Sammlung der Entscheidungen des Schweizerischen Bundesgerichts
Collection des arrêts du Tribunal fédéral suisse
Raccolta delle decisioni del Tribunale federale svizzero

BGE 88 II 10



88 II 10

3. Arrêt de la IIe Cour civile du 8 février 1962 dans la cause Pauli
contre la Patinoire artificielle du Val-de-Travers. Regeste

    Nachbarrecht. Art. 684 ZGB.

    1.  Die frühere Benutzungsart oder die Voraussehbarkeit einer
übermässigen Einwirkung verschafft demjenigen, der sein Eigentumsrecht
überschreitet, kein besseres Recht (Erw. 1a).
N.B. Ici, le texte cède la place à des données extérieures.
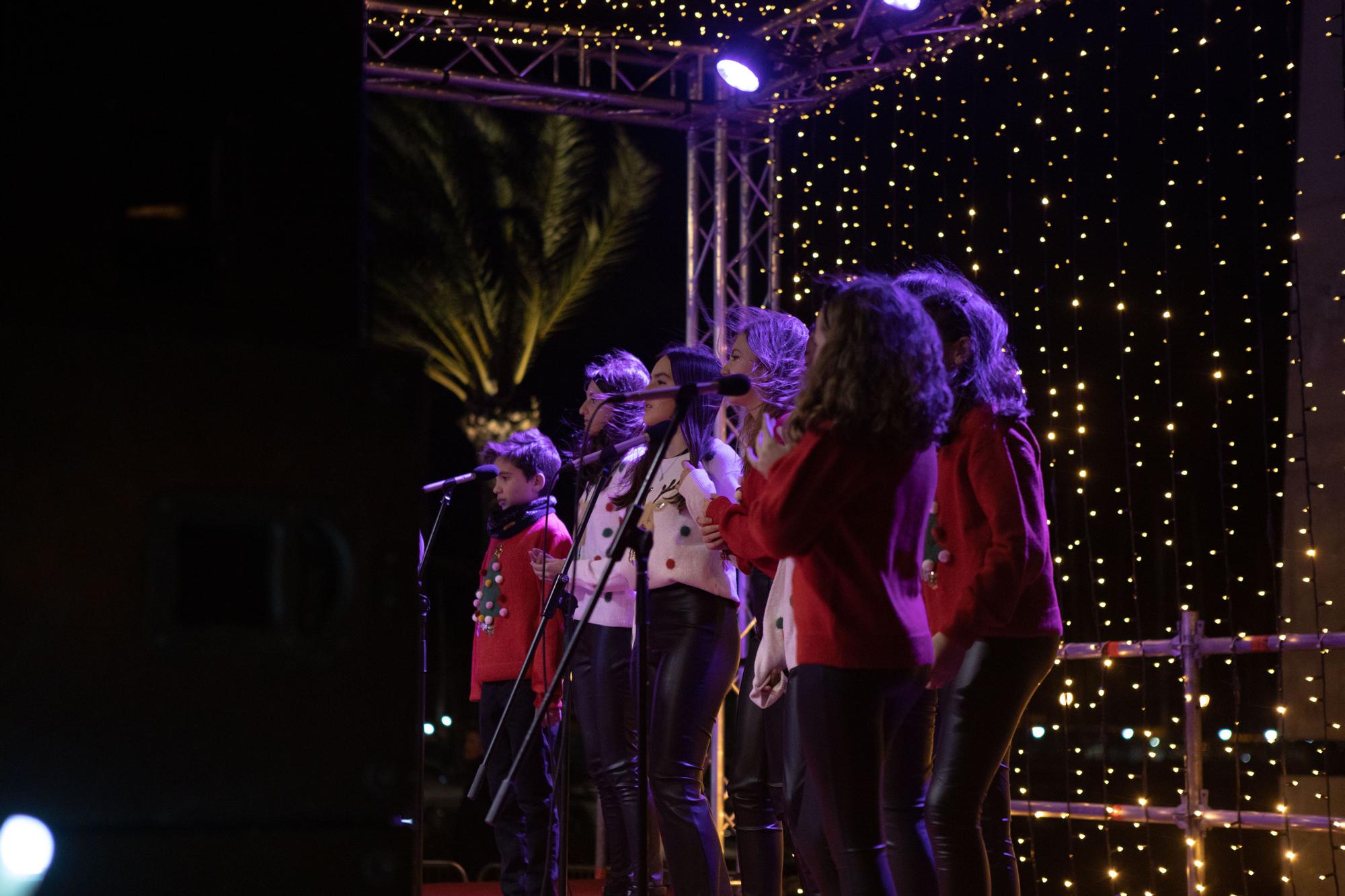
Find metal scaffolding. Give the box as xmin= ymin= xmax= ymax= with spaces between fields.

    2.  Der von einem allfälligen Schaden bedrohte Eigentümer
braucht dessen Eintritt nicht vorzubeugen durch Teilnahme an einem
Administrativverfahren oder durch Erhebung einer gerichtlichen Klage
(Erw. 1b).

    3.  Merkmale der Eigentumsüberschreitung: Sachliche Prüfung, örtliche
Verhältnisse, Abwägung der bestehenden Interessen (Erw. 2 a).

    4.  Anwendung im Fall einer Kunsteisbahn: Musik, Ausebnen des Eises,
Hockeywettspiele (Erw. 2 b, c).

Sachverhalt

    A.- En 1956, Ernest Pauli a acheté un terrain situé à Fleurier, entre
la route qui mène de Neuchâtel à Pontarlier et un étang qui formait en
hiver une patinoire naturelle. La même année, il édifia sur ce fonds une
maison familiale, dont les fenêtres s'ouvrent sur la route.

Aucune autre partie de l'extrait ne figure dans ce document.